Y, luego, estaba C. J. Townsend, la fiscal a quien siempre había admirado y respetado; una persona que no se dedicaba al politiqueo ni interponía traicioneros recursos solo para hacer quedar bien a su oficina. Lourdes sabía que también C. J. mentía y que, aunque sus motivaciones podían estar justificadas, no por eso resultaban más honorables. Había repasado las hojas de los inventarios que la policía había levantado en los registros de los coches y la casa de su cliente. Había mirado en las cajas de las pruebas obtenidas en dichos registros. No había nada allí. Nada de lo que, según su cliente, tendría que haber habido. Otro callejón sin salida. Estaba llegando un punto en que Lourdes ya no podía confiar en su propia opinión de la gente.

Apuró el primer trago sin dejar de mirar las macabras imágenes. ¿Dónde estaba la justicia para Anna Prado? ¿Dónde estaba la justicia para su cliente, a quien había jurado defender celosamente? ¿Qué significaba ya la palabra justicia?

Esa mañana había fallado como abogada defensora. Había tenido acorralado a aquel imbécil de policía, pero había tirado la toalla. Había desistido porque sabía que su cliente era un violador. Y en ese momento, en la sala, cuando había visto a Bantling mirar a su víctima con nada más que desprecio y furia en los ojos había sabido que volvería a hacerlo si la ocasión se presentaba; y que no sería ella la que permitiría que ese hombre volviera a hacer daño a una mujer; ella, que era la campeona de los derechos de las mujeres dentro de la comunidad cubana, la comunidad en la que vivía, trabajaba y ejercía. De hecho, era la presidenta de La Lucha, la organización que ayudaba a las mujeres cubanas víctimas de la violencia doméstica a encontrar ayuda y respaldo legal ante sus agresores. ¿Cómo podía llamarse abogada y al mismo tiempo usar su talento para que un brutal violador saliera libre? Había visto de primera mano el daño que ese hombre había causado a su víctima, y sabía lo que le haría a la siguiente.

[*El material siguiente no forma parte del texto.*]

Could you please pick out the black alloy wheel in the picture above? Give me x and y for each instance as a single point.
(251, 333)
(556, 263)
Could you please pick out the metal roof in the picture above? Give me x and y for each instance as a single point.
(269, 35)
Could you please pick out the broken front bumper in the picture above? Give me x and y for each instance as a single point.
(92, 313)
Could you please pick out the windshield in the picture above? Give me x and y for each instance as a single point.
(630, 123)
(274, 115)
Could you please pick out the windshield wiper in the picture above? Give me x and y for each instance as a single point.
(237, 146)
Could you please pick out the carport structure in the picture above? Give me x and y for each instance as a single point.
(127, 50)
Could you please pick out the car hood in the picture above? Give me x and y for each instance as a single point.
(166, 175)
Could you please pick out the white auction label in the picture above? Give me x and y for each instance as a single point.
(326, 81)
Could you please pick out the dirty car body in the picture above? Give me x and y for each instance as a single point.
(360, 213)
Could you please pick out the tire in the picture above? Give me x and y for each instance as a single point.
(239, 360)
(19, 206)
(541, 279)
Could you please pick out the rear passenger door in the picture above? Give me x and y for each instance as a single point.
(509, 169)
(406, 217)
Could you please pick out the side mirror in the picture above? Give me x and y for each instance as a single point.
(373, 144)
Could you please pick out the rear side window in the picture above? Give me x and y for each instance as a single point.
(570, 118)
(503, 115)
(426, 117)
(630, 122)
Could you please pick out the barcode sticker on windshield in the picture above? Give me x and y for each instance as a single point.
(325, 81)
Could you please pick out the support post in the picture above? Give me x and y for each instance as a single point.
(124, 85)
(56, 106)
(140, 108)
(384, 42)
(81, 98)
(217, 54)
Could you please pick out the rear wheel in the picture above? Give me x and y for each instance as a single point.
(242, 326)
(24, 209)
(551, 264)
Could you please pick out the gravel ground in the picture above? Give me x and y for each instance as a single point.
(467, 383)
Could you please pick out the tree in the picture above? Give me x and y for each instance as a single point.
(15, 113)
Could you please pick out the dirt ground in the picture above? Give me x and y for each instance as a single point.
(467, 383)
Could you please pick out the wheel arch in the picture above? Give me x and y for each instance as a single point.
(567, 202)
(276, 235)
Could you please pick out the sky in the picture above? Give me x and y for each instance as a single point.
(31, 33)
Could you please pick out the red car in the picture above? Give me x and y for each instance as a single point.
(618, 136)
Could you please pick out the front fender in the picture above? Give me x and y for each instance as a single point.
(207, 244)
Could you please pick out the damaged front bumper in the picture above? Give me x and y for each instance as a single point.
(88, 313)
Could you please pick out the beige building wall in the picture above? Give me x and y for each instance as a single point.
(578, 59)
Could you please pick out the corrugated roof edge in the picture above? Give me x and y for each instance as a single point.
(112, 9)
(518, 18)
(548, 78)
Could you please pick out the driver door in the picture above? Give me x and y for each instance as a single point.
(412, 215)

Lourdes se tomó un segundo trago, y este pasó con mucha más suavidad. Fue más fácil de tragar y no quemó tanto. Quizá la misma analogía se le podía aplicar en aquella charada; quizá los pasos le resultaran más fáciles en el futuro a medida que colaborase en llevar a su cliente al cadalso; quizá no le quemaría tanto cuando viera que le clavaban la aguja. Una cómplice del asesinato de su cliente.

Porque en realidad no creía que fuera un asesino, y sabía que podía conseguir sacarlo del apuro, que podría haberlo sacado esa mañana. Lo sabía todo del extraño y anónimo soplo que habían dado a la policía de Miami Beach el 19 de septiembre. Aquel imbécil de policía se lo había soltado por su bocaza a ella y a su ayudante en el Clevelander, así que sabía por qué había interceptado el Jaguar, aunque el muy cretino hubiera decidido cambiar el guión. El pobre creía que podía negar lo que ella había oído en el bar, simplemente negarlo, y que con eso desaparecería. Sin embargo, las cosas no funcionaban así, ¿verdad?

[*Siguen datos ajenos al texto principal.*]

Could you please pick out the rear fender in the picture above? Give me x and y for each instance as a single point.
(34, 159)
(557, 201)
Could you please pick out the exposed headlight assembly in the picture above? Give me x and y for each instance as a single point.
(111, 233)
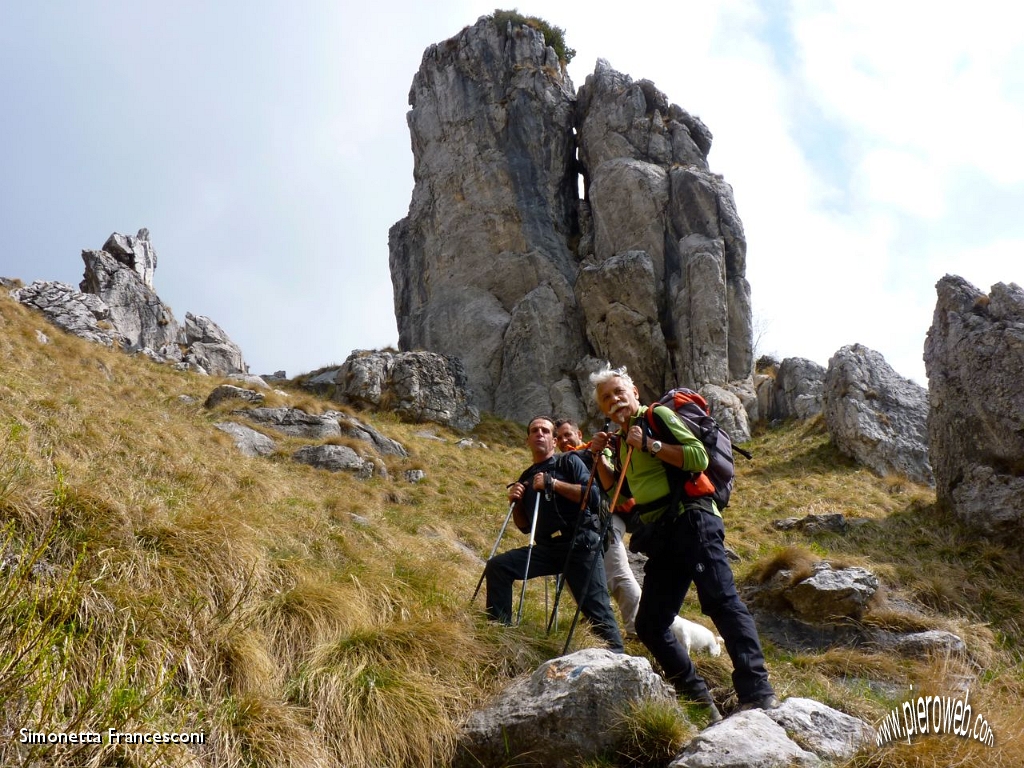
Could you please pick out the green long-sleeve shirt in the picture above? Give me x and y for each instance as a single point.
(647, 474)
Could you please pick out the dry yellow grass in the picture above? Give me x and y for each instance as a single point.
(156, 580)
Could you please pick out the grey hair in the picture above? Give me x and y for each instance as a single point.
(606, 373)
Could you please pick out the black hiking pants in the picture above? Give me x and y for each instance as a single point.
(548, 559)
(692, 551)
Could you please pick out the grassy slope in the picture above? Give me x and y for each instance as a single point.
(158, 581)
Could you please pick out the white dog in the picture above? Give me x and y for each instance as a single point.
(695, 637)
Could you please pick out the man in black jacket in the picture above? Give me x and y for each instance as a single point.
(560, 483)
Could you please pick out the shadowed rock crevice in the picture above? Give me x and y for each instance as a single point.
(500, 263)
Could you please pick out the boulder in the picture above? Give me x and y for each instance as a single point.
(827, 595)
(974, 355)
(919, 644)
(832, 594)
(135, 252)
(563, 714)
(830, 734)
(229, 392)
(747, 739)
(728, 411)
(798, 390)
(876, 416)
(418, 386)
(210, 348)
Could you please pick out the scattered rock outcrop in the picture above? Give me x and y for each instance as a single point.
(567, 712)
(876, 416)
(418, 386)
(825, 595)
(338, 459)
(80, 313)
(248, 440)
(210, 348)
(499, 261)
(974, 355)
(798, 389)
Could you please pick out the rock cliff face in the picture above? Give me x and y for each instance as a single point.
(500, 262)
(117, 305)
(974, 356)
(876, 416)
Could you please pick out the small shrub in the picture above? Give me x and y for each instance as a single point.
(553, 36)
(653, 732)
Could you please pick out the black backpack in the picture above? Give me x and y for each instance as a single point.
(717, 480)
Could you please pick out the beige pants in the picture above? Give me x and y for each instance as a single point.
(622, 584)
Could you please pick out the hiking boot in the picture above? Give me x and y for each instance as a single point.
(769, 701)
(709, 708)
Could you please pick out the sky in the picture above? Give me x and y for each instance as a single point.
(871, 146)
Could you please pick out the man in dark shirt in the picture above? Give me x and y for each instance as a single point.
(559, 483)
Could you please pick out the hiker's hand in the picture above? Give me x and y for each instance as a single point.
(515, 492)
(600, 441)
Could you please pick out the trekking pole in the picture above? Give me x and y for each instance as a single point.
(493, 551)
(576, 529)
(529, 552)
(593, 562)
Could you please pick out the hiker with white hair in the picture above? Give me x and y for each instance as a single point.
(622, 583)
(685, 542)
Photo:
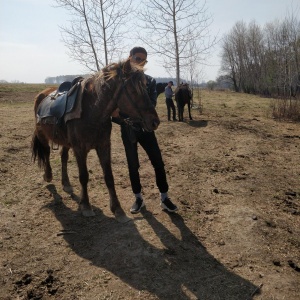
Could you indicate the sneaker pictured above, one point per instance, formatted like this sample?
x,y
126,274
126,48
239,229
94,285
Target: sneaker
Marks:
x,y
137,205
168,205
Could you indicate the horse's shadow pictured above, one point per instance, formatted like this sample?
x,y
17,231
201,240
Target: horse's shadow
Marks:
x,y
197,123
180,269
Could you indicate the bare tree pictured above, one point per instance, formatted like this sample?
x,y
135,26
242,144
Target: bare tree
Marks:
x,y
169,27
95,33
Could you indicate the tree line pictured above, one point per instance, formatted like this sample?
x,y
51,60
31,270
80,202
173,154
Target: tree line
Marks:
x,y
176,31
263,61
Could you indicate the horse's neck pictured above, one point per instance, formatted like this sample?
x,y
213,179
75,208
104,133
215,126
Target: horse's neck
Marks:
x,y
105,102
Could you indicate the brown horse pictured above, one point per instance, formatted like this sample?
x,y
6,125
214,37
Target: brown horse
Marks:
x,y
183,96
120,85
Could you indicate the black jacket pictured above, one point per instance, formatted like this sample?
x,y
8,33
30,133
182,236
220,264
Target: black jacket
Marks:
x,y
151,89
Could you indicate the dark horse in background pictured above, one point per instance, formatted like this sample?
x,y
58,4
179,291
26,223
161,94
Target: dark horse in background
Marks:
x,y
160,87
120,85
183,96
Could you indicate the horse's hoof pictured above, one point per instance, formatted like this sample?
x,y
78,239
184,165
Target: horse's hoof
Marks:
x,y
88,213
120,216
68,189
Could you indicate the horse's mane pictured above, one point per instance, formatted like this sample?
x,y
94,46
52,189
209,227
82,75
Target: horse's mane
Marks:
x,y
114,73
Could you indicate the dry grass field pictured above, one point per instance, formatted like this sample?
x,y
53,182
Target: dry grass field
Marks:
x,y
234,173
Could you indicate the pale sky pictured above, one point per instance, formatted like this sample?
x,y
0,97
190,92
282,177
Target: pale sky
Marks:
x,y
31,47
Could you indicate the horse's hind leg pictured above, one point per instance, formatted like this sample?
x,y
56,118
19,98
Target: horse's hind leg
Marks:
x,y
64,170
103,152
41,151
84,203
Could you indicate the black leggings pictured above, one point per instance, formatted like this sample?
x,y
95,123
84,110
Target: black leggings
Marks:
x,y
149,143
170,105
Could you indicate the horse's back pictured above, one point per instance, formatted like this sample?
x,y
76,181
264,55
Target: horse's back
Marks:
x,y
42,95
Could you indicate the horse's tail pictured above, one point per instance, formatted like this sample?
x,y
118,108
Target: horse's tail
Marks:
x,y
38,150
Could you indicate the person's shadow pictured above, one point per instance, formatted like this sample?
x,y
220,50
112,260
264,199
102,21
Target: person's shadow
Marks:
x,y
181,269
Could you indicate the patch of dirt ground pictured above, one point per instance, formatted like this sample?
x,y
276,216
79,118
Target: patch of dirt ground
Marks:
x,y
234,173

Jugueteó con la cinta de cásete que había solicitado al Departamento de Policía de Miami Beach. En la etiqueta ponía: «9-19-2000. 20.12 h». Las cintas 911 se conservaban por cuestión de rutina durante treinta días antes de ser borradas. Por suerte, había: conseguido su copia el día veintinueve.

El whisky estaba ejerciendo su mágico efecto, haciendo que se sintiera aturdida y anestesiada. Lourdes contempló la imagen de Anna Prado y se sirvió otro trago.

El tercero se le deslizó por un gaznate ya insensibilizado.